Within the framework of our current exhibition, Richard Davies: Russian Types and Scenes, we are screening a series of films set in the north-west of Russia where Richard took the photographs in the book and documented the grass-roots projects for the restoration and preservation of wooden architecture, for which (both the architecture and the social initiatives to preserve it) the region is famous.
First in the series is 'The Island' (Pavel Lungin, 2006, 112 minutes).

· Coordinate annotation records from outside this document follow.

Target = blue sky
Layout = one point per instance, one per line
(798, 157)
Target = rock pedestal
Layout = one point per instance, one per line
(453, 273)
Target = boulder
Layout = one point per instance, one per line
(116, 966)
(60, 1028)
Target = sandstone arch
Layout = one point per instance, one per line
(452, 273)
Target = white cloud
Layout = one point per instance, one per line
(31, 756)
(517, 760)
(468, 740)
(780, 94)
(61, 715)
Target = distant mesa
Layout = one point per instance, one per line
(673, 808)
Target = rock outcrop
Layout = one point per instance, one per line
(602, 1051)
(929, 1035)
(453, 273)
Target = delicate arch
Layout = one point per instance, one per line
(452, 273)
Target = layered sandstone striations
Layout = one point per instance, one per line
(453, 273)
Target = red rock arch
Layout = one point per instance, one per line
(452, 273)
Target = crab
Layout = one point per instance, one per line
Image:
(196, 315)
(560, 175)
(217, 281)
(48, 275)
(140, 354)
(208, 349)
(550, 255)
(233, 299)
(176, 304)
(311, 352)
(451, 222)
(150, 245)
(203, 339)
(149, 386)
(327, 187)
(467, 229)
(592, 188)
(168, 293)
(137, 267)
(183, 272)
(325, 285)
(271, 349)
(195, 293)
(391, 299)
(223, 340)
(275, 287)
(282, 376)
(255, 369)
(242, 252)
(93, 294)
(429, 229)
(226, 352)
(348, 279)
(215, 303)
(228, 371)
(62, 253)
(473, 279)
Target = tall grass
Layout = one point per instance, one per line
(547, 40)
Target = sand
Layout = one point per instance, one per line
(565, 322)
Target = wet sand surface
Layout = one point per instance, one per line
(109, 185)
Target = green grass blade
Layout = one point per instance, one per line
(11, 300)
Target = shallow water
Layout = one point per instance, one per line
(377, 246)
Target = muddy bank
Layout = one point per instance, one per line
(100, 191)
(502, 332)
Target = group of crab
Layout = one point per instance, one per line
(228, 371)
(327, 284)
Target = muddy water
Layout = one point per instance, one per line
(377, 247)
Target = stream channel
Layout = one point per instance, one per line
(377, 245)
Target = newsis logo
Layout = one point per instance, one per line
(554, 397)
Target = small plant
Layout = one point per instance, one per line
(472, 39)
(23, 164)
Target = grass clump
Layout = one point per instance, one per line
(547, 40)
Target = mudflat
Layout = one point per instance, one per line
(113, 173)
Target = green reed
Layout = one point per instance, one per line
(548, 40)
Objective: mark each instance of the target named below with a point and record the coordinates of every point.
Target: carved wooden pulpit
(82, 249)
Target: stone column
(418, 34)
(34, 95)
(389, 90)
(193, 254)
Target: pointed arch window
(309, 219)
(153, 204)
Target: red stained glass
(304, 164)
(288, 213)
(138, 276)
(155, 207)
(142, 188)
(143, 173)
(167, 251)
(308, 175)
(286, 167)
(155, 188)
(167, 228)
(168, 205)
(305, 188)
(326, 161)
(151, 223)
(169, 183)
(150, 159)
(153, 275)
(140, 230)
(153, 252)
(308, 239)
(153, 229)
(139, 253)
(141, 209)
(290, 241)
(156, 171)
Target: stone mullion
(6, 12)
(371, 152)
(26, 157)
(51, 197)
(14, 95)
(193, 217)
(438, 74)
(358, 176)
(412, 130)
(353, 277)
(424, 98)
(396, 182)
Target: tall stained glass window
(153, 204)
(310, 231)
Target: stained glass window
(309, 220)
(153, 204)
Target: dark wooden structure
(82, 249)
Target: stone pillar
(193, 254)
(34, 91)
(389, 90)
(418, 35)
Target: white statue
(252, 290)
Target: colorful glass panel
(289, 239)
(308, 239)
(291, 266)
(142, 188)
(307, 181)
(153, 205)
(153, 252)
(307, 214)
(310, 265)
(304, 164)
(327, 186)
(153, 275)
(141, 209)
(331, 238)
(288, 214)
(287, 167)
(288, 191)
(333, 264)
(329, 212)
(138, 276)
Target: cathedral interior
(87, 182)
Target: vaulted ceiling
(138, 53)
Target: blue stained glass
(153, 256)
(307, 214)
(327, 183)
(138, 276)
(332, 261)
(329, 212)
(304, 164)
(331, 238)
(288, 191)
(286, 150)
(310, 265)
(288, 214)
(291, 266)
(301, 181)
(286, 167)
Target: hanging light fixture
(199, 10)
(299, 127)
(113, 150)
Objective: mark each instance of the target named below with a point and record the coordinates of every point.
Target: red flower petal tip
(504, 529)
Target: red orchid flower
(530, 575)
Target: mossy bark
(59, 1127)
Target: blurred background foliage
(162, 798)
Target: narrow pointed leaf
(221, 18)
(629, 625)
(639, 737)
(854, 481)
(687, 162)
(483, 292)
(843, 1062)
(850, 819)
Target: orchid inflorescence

The collapse of communismin the early 1990s meant among other things the renewal of religious freedom, and a revival of official partnership between Orthodoxy and the state. The fringes of religion, however, continued to be as quirky as they always are: Orthodoxy has seldom been orthodox. Lounguine’s film addresses itself to mining the psychology of one of the oldest of Russian “types”, the holy loner, half sage and half madman. Father Anatoly (Pyotr Mamanov) is a charismatic monk, living in a remote island monastery. The setting is the 1970s (though perhaps it could have been any time). A series of visitors to the island – most of them unwelcome – allow Lounguine to explore the complexities and contradictions of faith in a way that struck viewers when the film came out in 2006 as strikingly original. We are rather far, here, from the “high art” of Tarkovsky and a film like Andrei Roublev , but what Lounguine has to say on the matter has its own humorous intelligence and authenticity.